Sementara, saham berbasis perbankan dinilai sudah mahal saat ini. Alhasil, mayoritas pelaku pasar lebih banyak mengincar saham barang konsumsi untuk masuk ke saham berkapitalisasi besar.
 (CNN Indonesia/Astari Kusumawardhani) |
Di sisi lain, pelaku pasar diproyeksi melakukan aksi ambil untung (profit taking) pada pekan ini. Pasalnya, bukan hanya sektor barang konsumsi yang melonjak, melainkan juga Indeks Harga Saham Gabungan (IHSG).
Indeks naik cukup signifikan sepanjang pekan lalu sebesar 2,21 persen ke level 5.893. Padahal, pekan sebelumnya IHSG terkoreksi 0,19 persen.
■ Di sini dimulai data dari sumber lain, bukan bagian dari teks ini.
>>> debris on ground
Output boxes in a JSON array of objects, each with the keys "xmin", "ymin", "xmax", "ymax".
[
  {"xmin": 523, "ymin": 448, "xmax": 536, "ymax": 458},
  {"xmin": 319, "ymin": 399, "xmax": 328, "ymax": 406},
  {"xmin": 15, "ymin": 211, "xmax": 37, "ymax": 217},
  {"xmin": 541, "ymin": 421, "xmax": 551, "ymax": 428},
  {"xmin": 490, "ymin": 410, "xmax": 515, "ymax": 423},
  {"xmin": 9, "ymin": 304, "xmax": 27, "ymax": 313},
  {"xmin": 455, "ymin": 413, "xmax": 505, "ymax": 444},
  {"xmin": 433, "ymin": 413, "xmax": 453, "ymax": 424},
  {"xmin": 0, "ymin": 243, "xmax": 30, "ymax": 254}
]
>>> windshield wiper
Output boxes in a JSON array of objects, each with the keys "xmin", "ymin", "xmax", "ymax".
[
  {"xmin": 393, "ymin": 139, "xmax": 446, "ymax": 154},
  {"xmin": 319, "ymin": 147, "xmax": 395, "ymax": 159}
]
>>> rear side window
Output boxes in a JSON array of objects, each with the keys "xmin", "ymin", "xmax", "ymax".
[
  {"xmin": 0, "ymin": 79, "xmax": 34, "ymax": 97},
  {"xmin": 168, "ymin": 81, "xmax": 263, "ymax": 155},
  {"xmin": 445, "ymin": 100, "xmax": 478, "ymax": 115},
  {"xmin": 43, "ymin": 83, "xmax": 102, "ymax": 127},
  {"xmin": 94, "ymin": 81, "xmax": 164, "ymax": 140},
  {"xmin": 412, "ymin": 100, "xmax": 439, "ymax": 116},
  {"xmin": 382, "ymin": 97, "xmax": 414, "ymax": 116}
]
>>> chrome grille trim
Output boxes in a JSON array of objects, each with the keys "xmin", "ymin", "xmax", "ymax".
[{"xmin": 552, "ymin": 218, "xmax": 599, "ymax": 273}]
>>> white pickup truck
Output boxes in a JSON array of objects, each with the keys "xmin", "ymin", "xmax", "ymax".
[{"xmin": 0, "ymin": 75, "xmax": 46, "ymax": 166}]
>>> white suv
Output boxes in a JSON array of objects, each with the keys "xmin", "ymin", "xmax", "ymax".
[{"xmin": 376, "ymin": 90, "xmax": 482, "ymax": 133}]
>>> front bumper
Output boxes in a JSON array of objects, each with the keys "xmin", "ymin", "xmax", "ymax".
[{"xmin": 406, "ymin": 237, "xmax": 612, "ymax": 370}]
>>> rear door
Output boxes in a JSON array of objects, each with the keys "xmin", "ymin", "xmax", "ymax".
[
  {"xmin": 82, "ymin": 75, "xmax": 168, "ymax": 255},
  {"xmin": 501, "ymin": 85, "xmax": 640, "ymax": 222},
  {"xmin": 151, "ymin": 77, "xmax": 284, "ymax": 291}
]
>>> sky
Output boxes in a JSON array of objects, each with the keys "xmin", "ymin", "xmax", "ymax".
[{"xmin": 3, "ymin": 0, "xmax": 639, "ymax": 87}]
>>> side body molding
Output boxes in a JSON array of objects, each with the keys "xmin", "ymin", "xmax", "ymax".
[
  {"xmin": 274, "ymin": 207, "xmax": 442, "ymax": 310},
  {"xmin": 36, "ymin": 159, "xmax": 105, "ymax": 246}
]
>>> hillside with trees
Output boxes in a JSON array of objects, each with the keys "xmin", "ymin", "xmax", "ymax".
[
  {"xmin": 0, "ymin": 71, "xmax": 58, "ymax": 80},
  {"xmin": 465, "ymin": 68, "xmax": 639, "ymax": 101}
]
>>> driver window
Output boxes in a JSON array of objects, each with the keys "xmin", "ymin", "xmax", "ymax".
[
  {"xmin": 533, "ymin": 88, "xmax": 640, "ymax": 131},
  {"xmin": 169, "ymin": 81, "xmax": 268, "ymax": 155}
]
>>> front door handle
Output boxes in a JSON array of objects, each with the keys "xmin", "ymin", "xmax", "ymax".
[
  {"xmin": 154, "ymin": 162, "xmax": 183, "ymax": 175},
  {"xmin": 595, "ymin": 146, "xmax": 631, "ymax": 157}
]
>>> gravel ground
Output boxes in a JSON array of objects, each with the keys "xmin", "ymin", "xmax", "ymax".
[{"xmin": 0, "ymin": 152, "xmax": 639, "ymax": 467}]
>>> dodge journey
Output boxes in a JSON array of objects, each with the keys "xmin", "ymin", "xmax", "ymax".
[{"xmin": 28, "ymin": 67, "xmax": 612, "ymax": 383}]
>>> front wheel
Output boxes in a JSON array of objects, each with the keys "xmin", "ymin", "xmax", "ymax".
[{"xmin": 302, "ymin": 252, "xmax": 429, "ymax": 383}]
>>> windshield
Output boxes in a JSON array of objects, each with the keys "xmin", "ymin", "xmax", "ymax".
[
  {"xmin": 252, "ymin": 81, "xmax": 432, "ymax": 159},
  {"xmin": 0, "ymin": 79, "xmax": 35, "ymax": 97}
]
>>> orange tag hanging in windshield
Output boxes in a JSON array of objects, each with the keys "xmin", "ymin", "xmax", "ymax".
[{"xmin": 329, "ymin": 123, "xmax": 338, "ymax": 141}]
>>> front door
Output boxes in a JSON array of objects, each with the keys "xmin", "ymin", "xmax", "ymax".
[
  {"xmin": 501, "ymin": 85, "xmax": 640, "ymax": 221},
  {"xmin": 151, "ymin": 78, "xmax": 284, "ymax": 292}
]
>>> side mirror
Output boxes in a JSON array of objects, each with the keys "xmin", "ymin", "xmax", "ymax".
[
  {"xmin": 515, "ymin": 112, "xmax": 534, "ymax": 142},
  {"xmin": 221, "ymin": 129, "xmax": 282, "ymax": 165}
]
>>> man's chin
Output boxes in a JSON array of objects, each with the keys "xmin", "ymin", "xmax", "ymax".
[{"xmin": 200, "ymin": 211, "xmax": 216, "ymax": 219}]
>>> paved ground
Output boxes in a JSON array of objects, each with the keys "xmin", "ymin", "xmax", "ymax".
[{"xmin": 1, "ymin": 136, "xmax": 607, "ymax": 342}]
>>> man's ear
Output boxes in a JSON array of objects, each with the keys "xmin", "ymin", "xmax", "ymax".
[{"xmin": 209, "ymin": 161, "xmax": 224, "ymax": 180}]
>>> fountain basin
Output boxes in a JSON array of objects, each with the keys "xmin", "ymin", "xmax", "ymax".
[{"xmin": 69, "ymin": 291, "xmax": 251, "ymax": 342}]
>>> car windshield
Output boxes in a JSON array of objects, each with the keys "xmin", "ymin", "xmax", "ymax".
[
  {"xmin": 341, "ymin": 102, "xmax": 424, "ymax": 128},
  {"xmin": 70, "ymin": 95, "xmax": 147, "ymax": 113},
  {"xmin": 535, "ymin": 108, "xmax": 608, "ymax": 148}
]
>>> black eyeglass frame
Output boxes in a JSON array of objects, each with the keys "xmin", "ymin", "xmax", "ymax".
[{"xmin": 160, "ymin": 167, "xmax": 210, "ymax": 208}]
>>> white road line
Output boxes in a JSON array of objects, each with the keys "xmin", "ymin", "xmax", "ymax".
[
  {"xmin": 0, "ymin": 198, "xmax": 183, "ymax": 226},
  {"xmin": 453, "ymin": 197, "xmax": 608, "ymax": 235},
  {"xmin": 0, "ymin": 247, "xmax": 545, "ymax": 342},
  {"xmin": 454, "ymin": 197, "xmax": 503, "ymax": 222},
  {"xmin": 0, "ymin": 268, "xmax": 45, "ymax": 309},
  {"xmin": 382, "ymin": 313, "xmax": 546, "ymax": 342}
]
"IHSG mendekati level resistance-nya, ini rentan turun. Kalau IHSG turun maka indeks sektor barang konsumsi ikut turun," jelas Kiswoyo.
Tak hanya IHSG, beberapa harga saham barang konsumsi juga telah mendekati harga wajar. Misalnya saja, HMSP dengan harga wajar di level Rp4.000 per saham dan Unilever Indonesia Rp50 ribu per saham.
"Ini agak rentan karena sudah sedikit lagi mencapai harga wajar," imbuhnya.
Untuk itu, ia tak menyarankan pelaku pasar untuk melakukan aksi beli pada saham barang konsumsi pada pekan ini. Sementara, bagi pemilik saham barang konsumsi disarankan untuk segera menjualnya sebelum ada koreksi yang cukup signifikan.